Pemerintah Tarik Utang Rp386 Triliun hingga Mei 2026

Ilustrasi. Foto: Dok MI

Pemerintah Tarik Utang Rp386 Triliun hingga Mei 2026

Eko Nordiansyah • 5 June 2026 17:05

Jakarta: Pemerintah menarik pembiayaan utang senilai Rp386 triliun per 31 Mei 2026, setara 46,4 persen dari target Anggaran Pendapatan dan Belanja Negara (APBN) senilai Rp832,2 triliun.

Menteri Keuangan Purbaya Yudhi Sadewa mengatakan pembiayaan anggaran dalam lima bulan pertama tetap berlangsung normal. Pemerintah juga mencatatkan realisasi pembiayaan non utang sebesar Rp6,5 triliun, minus 4,4 persen dari target Rp143,1 triliun.

Dengan demikian, total pembiayaan anggaran APBN hingga akhir Mei tercatat sebesar Rp379,4 triliun. Nilai ini setara 55,1 persen terhadap target APBN Rp689,2 triliun.

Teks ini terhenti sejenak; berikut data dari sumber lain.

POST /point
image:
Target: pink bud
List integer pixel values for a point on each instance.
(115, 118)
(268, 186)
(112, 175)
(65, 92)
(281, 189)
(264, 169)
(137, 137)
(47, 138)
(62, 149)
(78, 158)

“Karena keseimbangan primer Rp58,6 triliun, sampai sekarang pembiayaan anggarannya Rp379,4 triliun,” ujar Purbaya dalam konferensi pers APBN KiTa Edisi Juni 2026 di Jakarta, dilansir dari Antara, Jumat, 5 Juni 2026.

Keseimbangan primer mencetak surplus sebesar Rp58,6 triliun, yang mengindikasikan fiskal masih cukup memadai untuk mengelola pendapatan, belanja dan utang.



(Menteri Keuangan Purbaya Yudhi Sadewa. Foto: Dok Kemenkeu)

Defisit APBN capai Rp180,4 triliun

Adapun defisit APBN per Mei 2026 tercatat sebesar Rp180,4 triliun atau 0,70 persen terhadap produk domestik bruto (PDB).

Pendapatan negara terhimpun sebesar Rp1.185 triliun atau setara 37,6 persen target APBN senilai Rp3.153,6 triliun. Realisasi ini tumbuh sebesar 19,1 persen (year-on-year/yoy).

Komponen penerimaan perpajakan tercatat mencapai Rp958,2 triliun, yang ditopang oleh serapan pajak.

Penerimaan pajak terserap senilai Rp834,4 triliun atau tumbuh positif sebesar 22,1 persen (yoy). Sementara penerimaan kepabeanan dan cukai tumbuh moderat 0,7 persen (yoy) dengan nilai Rp123,8 triliun.

Adapun komponen penerimaan negara bukan pajak (PNBP) terhimpun sebesar Rp226,4 triliun atau tumbuh 19,9 persen (yoy).

Dari sisi belanja negara, realisasi per Mei 2026 tercatat mencapai Rp1.365,4 triliun atau setara 35,5 persen dari target APBN Rp3.842,7 triliun, tumbuh sebesar 34,4 persen (yoy).

Pertumbuhan pesat terjadi pada belanja pemerintah pusat, dengan kenaikan 52, 6 persen (yoy) atau senilai Rp1.059,3 triliun.

Penyaluran belanja kementerian/lembaga (K/L) tercatat mencapai Rp517,7 triliun atau tumbuh signifikan 58,9 persen (yoy). Sedangkan belanja non-K/L tersalurkan Rp541,6 triliun atau tumbuh 47 persen (yoy).

Sementara penyaluran transfer ke daerah masih terkoreksi 4,9 persen (yoy), dengan realisasi senilai Rp306,1 triliun.